Entre essas soluções, sejam elas brasileiras ou internacionais, todas usam uma série de tecnologias emergentes, muitas vezes responsáveis por viabilizá-las. Algumas delas, que merecem destaque, são:

Big data: organização e análise de altíssimo volume de dados para oferecer informações qualificadas, apoiando as tomadas de decisões.

Drones: veículos aéreos de pequeno porte e sem tripulação.

Inteligência Artificial: soluções de computação cognitiva que permite a interação entre dispositivos e pessoas.

Internet das Coisas (IoT): conectividade entre objetos físicos e a internet, permitindo coletar dados e manipular equipamentos de forma remota.

Machine Learning: o aprendizado da máquina se destina à análise de dados e identificação de padrões com pouca ou nenhuma intervenção humana.

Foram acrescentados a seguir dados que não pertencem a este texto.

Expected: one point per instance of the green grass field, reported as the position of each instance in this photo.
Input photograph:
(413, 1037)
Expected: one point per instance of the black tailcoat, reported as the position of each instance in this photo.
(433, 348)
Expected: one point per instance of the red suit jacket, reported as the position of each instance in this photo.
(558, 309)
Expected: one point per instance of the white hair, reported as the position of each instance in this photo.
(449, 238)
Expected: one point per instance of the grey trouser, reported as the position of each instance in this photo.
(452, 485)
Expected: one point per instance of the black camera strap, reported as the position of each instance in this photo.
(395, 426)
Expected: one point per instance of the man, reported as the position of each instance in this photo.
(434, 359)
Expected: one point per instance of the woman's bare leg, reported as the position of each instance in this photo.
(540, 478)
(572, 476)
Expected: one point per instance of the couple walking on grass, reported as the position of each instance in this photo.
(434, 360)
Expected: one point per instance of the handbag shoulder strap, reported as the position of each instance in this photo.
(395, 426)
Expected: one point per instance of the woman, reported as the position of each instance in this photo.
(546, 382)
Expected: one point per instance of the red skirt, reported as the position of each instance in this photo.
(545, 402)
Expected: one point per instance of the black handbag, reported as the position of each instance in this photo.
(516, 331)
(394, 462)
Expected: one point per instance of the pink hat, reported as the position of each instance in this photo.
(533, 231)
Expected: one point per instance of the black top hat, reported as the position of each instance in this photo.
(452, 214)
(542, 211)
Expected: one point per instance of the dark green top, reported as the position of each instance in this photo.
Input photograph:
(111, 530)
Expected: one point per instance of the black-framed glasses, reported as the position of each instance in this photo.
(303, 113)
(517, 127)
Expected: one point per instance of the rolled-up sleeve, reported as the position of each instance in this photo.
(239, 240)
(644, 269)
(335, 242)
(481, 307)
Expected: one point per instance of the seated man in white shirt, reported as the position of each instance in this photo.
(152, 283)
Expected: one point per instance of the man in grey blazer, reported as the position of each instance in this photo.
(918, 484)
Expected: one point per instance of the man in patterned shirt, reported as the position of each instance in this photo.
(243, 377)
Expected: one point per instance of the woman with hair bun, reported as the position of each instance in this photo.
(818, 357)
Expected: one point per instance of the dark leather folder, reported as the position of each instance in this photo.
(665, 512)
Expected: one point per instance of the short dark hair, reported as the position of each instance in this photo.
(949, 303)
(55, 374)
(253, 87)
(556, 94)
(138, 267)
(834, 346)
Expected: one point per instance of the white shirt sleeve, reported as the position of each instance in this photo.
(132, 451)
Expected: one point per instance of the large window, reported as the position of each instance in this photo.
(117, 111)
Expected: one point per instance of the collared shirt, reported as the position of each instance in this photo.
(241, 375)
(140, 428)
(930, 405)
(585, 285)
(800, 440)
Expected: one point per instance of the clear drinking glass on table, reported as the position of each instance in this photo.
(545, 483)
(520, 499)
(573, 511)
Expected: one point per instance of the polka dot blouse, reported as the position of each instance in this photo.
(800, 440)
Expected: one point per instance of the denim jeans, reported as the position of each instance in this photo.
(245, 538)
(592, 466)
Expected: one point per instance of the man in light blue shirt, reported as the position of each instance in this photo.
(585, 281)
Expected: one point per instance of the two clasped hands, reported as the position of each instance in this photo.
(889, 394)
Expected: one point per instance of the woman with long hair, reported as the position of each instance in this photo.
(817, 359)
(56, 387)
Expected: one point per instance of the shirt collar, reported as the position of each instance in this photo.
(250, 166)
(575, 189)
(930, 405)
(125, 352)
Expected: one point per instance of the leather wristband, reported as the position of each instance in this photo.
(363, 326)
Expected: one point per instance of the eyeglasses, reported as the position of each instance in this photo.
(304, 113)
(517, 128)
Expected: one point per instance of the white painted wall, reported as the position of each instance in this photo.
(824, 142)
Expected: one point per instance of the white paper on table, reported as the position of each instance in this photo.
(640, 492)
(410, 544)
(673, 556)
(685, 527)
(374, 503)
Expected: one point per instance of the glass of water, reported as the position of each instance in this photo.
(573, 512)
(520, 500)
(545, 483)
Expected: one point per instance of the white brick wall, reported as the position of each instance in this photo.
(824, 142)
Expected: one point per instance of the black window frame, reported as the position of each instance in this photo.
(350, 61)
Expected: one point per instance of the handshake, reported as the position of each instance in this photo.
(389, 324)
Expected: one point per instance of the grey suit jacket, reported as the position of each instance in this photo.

Nanotecnologia: tecnologia de manipulação de átomos e moléculas.

Veículos elétricos: sem utilização de recursos não renováveis, apenas fontes limpas.

Negócios do futuro

Tecnologias limpas são elementos fundamentais para o futuro da sociedade. Nossa maneira de produzir e consumir precisa mudar radicalmente e isso só poderá ser alcançado por meio da inovação.

Sem a garantia do fornecimento seguro de energias renováveis e de tecnologias eficientes de reutilização dos recursos naturais ficará difícil garantir o futuro para as próximas gerações.

A sociedade já enfrenta mudanças importantes para produção mais limpa de energia, alimentos, acesso à água e até mesmo às terras produtivas em algumas regiões. As cleantechs serão, indiscutivelmente, um dos pilares de transformação das principais economias globais.